Le maire Labeaume vante son bilan financier

Agence QMI 

DIDIER DEBUSSCHERE/JOURNAL DE QU

À huit jours du déclenchement de la campagne électorale municipale, Régis Labeaume a vanté le bilan financier 2008-2017 de la Ville de Québec en parlant d’une «gestion rigoureuse» et de «résultats exceptionnels».

Le maire a présenté de nombreuses données portant sur la dette nette, le paiement constant des immobilisations et les réserves financières. Il a fait cette sortie jeudi matin en point de presse, à l’Hôtel de Ville, en présence du directeur général de la Ville, André Legault et de la trésorière Chantal Pineault. C’est pour «éviter toute confusion» que cette présentation est faite juste avant le début de la campagne électorale, a prévenu d’emblée le maire Labeaume.

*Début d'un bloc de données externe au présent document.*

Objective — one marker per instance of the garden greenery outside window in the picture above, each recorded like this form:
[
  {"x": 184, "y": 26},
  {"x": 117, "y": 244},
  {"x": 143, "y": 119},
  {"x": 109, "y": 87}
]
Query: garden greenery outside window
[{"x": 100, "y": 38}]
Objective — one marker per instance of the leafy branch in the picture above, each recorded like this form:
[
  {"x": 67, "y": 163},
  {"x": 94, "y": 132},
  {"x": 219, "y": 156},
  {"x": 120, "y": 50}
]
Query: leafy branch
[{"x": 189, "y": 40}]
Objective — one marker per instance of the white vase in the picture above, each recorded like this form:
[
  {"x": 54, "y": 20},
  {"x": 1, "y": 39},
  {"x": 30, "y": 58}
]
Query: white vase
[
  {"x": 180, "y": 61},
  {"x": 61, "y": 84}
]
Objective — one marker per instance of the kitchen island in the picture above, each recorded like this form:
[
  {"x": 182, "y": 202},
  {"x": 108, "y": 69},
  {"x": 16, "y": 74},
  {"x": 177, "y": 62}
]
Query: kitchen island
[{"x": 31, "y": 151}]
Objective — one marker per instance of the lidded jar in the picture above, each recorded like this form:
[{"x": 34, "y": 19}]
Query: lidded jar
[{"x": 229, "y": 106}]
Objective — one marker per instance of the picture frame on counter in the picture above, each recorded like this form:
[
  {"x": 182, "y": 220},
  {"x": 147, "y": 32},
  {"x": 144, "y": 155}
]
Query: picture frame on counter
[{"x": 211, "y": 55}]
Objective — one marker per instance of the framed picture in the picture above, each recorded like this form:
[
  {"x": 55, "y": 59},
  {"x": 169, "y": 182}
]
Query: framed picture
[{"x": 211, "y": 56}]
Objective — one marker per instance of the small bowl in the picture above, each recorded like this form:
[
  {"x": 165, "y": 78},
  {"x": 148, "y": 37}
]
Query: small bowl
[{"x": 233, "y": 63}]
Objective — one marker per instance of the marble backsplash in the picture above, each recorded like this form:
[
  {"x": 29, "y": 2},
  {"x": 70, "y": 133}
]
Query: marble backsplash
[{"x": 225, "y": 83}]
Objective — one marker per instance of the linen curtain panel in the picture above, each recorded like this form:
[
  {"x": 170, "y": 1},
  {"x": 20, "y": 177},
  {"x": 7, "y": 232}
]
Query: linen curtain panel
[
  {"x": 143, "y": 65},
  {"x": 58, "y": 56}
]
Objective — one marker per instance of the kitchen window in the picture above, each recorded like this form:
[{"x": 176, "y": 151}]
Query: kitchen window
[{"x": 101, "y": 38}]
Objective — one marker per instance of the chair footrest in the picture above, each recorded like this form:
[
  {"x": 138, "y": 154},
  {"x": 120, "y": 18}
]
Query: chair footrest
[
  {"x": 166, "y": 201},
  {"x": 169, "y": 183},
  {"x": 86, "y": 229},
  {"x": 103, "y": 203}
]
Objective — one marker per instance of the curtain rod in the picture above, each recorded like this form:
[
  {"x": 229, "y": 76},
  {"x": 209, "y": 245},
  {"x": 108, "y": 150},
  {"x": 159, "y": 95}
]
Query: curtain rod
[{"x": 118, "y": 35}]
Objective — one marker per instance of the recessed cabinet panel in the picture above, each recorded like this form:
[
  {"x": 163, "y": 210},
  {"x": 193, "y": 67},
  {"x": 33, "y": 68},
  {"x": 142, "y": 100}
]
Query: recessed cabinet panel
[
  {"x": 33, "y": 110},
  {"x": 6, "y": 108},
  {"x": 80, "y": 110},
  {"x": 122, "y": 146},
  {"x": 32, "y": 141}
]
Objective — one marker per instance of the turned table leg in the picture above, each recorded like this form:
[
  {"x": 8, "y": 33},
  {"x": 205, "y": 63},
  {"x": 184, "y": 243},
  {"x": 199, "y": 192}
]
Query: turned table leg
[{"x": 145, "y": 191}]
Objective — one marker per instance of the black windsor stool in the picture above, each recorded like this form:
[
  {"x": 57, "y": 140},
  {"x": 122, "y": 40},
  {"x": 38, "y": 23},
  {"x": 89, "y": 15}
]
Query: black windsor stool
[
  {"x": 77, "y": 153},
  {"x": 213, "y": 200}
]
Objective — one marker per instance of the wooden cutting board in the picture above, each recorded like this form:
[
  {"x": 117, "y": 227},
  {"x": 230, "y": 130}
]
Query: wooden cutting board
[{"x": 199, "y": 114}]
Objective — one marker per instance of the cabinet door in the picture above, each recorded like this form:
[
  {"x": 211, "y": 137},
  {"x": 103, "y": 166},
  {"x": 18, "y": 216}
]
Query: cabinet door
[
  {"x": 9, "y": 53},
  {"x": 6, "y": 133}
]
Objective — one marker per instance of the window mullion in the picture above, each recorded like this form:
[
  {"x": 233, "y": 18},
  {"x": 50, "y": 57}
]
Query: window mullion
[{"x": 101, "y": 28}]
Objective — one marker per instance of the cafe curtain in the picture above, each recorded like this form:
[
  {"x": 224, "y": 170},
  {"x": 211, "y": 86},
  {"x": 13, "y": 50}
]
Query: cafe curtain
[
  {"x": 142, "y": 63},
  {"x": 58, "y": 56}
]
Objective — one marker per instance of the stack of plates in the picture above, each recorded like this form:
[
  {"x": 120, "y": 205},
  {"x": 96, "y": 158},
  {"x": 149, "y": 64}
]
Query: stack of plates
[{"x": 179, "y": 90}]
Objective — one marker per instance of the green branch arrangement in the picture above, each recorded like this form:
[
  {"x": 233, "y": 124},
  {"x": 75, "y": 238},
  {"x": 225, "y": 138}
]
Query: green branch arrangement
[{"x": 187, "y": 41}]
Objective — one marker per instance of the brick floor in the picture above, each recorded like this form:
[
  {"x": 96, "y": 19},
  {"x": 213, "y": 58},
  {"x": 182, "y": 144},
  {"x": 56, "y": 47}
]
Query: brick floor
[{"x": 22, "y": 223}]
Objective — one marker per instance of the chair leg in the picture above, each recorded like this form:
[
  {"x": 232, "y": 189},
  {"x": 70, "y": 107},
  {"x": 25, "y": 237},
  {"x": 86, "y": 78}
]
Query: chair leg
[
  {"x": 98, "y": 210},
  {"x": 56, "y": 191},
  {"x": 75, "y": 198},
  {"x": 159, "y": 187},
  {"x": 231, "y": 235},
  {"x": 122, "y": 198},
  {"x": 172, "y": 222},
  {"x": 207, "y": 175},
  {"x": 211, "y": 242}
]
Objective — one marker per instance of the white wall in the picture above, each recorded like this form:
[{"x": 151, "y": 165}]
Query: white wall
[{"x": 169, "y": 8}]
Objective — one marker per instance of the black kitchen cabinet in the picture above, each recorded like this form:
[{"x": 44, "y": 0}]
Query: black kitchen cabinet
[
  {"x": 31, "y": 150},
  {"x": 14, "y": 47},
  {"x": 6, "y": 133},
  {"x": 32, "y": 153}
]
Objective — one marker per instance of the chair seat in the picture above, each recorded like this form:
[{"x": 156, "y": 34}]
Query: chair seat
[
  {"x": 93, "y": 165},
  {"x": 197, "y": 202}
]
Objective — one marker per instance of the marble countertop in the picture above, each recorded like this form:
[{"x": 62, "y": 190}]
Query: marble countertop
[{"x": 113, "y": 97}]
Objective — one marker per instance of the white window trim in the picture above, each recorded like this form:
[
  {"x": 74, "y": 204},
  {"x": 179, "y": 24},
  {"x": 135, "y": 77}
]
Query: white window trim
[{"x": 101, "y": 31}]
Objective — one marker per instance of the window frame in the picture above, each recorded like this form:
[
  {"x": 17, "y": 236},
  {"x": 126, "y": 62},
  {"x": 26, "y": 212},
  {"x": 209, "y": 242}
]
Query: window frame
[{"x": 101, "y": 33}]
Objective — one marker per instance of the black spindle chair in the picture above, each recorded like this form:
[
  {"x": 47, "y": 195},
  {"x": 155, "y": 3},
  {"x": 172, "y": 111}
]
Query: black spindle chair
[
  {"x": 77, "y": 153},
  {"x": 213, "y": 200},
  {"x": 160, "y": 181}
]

Il a répété ensuite qu’il devait organiser cette conférence de presse avant le 22 septembre, date du début de la campagne. Il a réfuté toute accusation d’avoir effectué une sortie à saveur électorale. «Il n’y a rien de neuf aujourd’hui. On le fait chaque année», a-t-il fait savoir.

«On augmente le paiement comptant et la réserve financière. On profite de bas taux d’intérêt. Donc, la Ville emprunte moins à long terme», s’est félicité le vice-président du comité exécutif, Jonatan Julien.

Selon le maire Labeaume, «la Ville s’est dotée d’un cadre financier dont nous sommes fiers, qui comprend des stratégies précises pour la gestion de la dette, en baisse depuis 2016, sans compter l’équité atteinte avec le partage du déficit des régimes de retraite au bénéfice des contribuables».

Il s’est vivement défendu d’avoir endetté la Ville comme le lui reprochent régulièrement ses adversaires politiques. Le maire a ainsi soutenu que la dette courante a augmenté de seulement 1 %. Si la Ville a beaucoup emprunté sous son règne, c’était à des taux d’intérêt bas et c’était essentiellement pour «protéger l’avenir», a-t-il réitéré.

Taxes et abolition de postes

Ce dernier a ajouté que «ceux qui disent qu’on paie plus de taxes à Québec, c’est faux (...) On taxe comme ailleurs, mais le pouvoir d’achat est beaucoup plus fort ici qu’ailleurs».

M. Labeaume a également rappelé que 670 postes ont été abolis à la Ville au cours des dernières années et que la négociation des conventions collectives des employés a été faite de façon «serrée». C’est ce qui fait que la rémunération représente désormais «moins de 40 %» (39 %) du budget de fonctionnement de la Ville, a-t-il fait valoir.